On Saturday nights, the entertainer would do shows at two different hotels. Usually they would have dinner at the Sinclair work the 9:00pm show and then race off to the Mt. Washington, work the late show there and sleep over. I became friendly with the waitresses and began to bus tables and wait on “the family”, Myron Herrman’s table. From his table he could keep one eye on the front door and one eye on the kitchen door.

Mr. Herman always had a phone near him. Through the main switchboard he could call me at the pool (there were phones attached to light poles and trees) His partner, Dave Spiwack was in the kitchen directing the food service. You rarely saw him anywhere else

Sinclair Dining Room

Thursday night was traditionally guest and staff talent night. Certain guests and staff always performed for this weekly event, like the ukulele strumming butcher who could play a mean “Bye Bye, Black Bird” when he wasn’t talking about his other passion…meat. Harry Pool would recount earlier days when he and Maitre D’ Larry Bottolatta (“Mr. B”) would do an impromptu comedy routine akin to Martin and Lewis..

Harry Pool

Since Mr. Herrman never hired an Athletic Director, I was that too. That involved raking and rolling and installing and maintaining the nylon striping hammered into what was left of the two old clay courts and handing out the sports equipment to the guests.

Harry Pool proudly announced his annual salary from the Sinclair of $100 per season. He prided himself on making cash tips at the pool independent of what the hotel offered him. To Harry, every towel, ash tray, chair, chaise and table was potential income for him. He was the Maitre D’ of the Pool deck. You could not sit by the pool without seeing him first.

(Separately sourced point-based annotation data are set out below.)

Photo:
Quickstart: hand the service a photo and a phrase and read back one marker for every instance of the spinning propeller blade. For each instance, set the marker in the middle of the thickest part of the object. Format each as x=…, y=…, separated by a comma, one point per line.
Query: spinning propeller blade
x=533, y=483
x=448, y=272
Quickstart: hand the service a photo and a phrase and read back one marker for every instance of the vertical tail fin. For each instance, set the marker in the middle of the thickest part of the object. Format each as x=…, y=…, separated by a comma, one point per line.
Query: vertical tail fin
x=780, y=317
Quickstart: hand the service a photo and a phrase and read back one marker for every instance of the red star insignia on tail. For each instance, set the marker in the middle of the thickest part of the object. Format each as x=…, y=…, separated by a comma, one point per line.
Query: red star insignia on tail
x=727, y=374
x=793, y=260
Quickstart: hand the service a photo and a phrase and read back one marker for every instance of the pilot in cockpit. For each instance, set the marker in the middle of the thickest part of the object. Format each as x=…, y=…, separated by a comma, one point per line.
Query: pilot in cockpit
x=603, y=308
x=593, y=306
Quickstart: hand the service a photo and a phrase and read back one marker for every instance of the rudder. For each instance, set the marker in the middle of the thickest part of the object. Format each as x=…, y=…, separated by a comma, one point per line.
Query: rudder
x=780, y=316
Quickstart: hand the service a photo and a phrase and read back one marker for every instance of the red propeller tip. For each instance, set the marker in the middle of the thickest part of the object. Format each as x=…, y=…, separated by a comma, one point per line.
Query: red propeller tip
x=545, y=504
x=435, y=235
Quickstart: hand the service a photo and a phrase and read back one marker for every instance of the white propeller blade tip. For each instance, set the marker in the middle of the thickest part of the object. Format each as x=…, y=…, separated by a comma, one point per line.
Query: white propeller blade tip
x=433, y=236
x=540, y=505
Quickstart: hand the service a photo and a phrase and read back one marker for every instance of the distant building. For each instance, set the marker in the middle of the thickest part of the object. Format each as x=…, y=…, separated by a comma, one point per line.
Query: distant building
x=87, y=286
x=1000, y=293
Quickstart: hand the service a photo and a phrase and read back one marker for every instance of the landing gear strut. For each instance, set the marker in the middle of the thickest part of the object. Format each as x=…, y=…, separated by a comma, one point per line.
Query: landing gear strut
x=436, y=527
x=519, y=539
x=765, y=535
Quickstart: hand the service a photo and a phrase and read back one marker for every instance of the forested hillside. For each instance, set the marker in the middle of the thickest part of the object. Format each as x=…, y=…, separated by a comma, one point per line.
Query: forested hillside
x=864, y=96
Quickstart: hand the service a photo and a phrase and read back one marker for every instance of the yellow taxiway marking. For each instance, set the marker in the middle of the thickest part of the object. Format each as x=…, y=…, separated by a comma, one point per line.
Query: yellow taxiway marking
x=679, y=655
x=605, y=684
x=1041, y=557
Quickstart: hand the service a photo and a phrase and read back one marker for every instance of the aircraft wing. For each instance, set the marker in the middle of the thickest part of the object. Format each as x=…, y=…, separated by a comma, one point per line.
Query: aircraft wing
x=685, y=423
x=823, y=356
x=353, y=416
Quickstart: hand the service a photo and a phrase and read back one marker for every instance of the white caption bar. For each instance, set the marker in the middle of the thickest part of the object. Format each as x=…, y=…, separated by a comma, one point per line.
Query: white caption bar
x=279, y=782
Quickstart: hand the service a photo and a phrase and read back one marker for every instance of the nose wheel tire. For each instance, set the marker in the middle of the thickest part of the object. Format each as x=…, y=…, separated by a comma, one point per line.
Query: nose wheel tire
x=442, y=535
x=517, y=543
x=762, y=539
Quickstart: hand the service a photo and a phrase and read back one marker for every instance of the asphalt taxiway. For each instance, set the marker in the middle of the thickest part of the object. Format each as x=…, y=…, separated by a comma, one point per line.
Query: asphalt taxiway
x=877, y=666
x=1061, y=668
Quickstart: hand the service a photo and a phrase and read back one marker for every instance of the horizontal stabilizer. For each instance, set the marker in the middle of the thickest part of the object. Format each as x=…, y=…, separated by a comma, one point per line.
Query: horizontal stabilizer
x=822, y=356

He virtually blocked your path and greeted you with a booming voice that could be heard across the property. “Hello Mr. and Mrs. Zuckerman! Yes it’s me, Harry.! Would you like a table by the shade….or no, you’re the sun lovers! I’ll save a place for you here through Sunday and you can see me before you leave…”

The Sinclair Pool, including its tables and chairs and chaise lounges and towels were all free of charge from the hotel, but not to Harry. He was going to provide you with a service of finding you a place to sit, like it or not…That was his business.

After breakfast I would go out to the pool and first dive in and remove the webbed chairs and the Life guard off duty sign that the wait staff and bellmen threw into the pool almost every night. I would then sweep the bottom of the pool and check the filter room, chlorine levels, etc. The Sinclair advertised a “heated pool”. However, the pool did not have its own heater. A pipe leading from the hotel’s hot water boiler could be turned on to add warm water to the frigid waters coming from the reservoir and chilling in the night air. With Mr. .Herrman’s permission I could add hot water to the pool. It was important to remember to turn it off after a while or you could drain the entire hotel of its hot water supply….which happened occasionally.